7.4 Further claims are excluded in accordance with Paragraph 9 (“General Limitation of Liability”). This applies in particular to claims for compensation for damage that did not occur on the goods themselves (consequential damage caused by defects). - Redemption
There is no obligation to take back goods delivered free of defects. If the management declares, by way of goodwill, to take back goods that are in a defect-free condition and in their original packaging, processing will only take place after the goods have arrived at the seller’s warehouse and the buyer has provided proof of delivery. The processing takes place according to the return policy. - General limitation of liability and statute of limitations
9.1 For breaches of contractual and non-contractual obligations, in particular due to impossibility, delay, culpability in contract initiation and tort, we are liable, also for our executives and other vicarious agents, only in cases of intent and gross negligence, limited to the damage typical for the contract when the contract was concluded . In addition, our liability, including for defects and consequential damage, is excluded.
9.2 These restrictions do not apply in the event of culpable breach of essential contractual obligations, insofar as the achievement of the contractual purpose is jeopardized, in cases of our liability under the Product Liability Act, in the event of injury to life, limb or health and also not if and insofar as we have defects in the Have fraudulently concealed the matter or guaranteed its absence.
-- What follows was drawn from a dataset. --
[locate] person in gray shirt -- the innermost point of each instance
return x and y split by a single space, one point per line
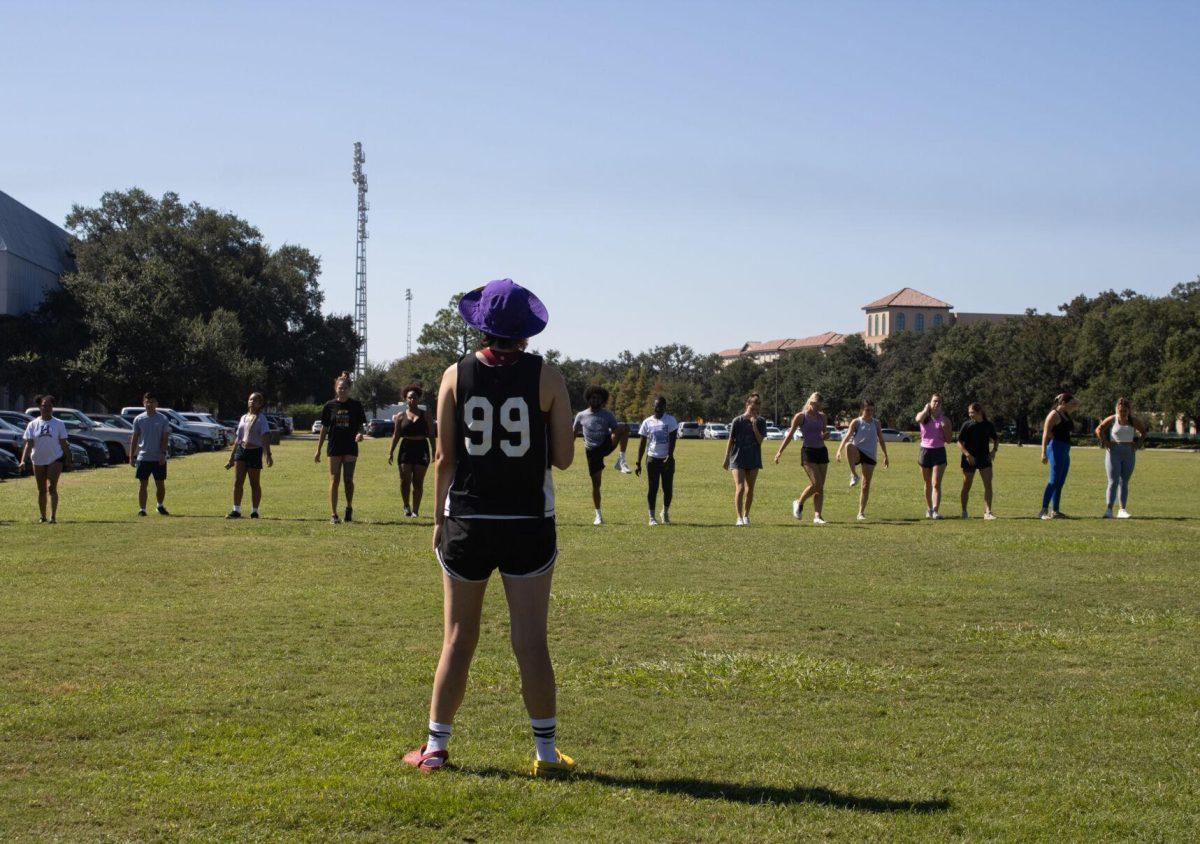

The rules on the burden of proof remain unaffected.
9.3 Unless otherwise agreed, contractual claims that the customer may have against us due to and in connection with the delivery of the goods and our other services shall expire one year after delivery of the goods. This does not affect our liability for willful and grossly negligent breaches of duty, culpable damage to life, body and health. - Advertising material / packaging texts
10.1 If the customer is advised by us in word, in writing or through tests, this is done to the best of our knowledge, but without liability for us, and does not release the customer from checking the delivered goods for their suitability for the intended processes and purposes.
10.2 Advertising material (leaflets, brochures, catalogs, etc.) is to be used at your own risk. We do not assume any liability for the harmlessness of competition law. This also applies to packaging texts and labeling. If complaints about the packaging or labeling mean that the products cannot be sold in this form, the customer only has the right to change. 10.3 Every customer is obliged to report warnings under competition law relating to our products in good time in order to give us the opportunity to comment and, after our decision, to participate in the respective procedure. - Subject to change
We reserve the right to make changes to the layout, text and composition of our articles and brochures. - Data protection
The customer agrees that we save the customer data and the contracts concluded with him as part of the business relationship and use it exclusively for our own purposes or for contractual fulfillment. - Place of performance, place of jurisdiction, severability clause
13.1 The place of performance is Pellingen.
13.2 The competent court in Wittlich is agreed as the place of jurisdiction.
13.3 German law shall apply to all legal relationships between us and the contractual partner. The UN sales law in the currently valid version and the AB conflict of laws rules of international private law are excluded.
13.4 Should a provision of these general terms and conditions of sale be wholly or partially invalid, this shall not affect the validity of the remaining provisions. In this case, the invalid provision will be replaced by a valid provision that comes closest to the economic objective of the invalid provision.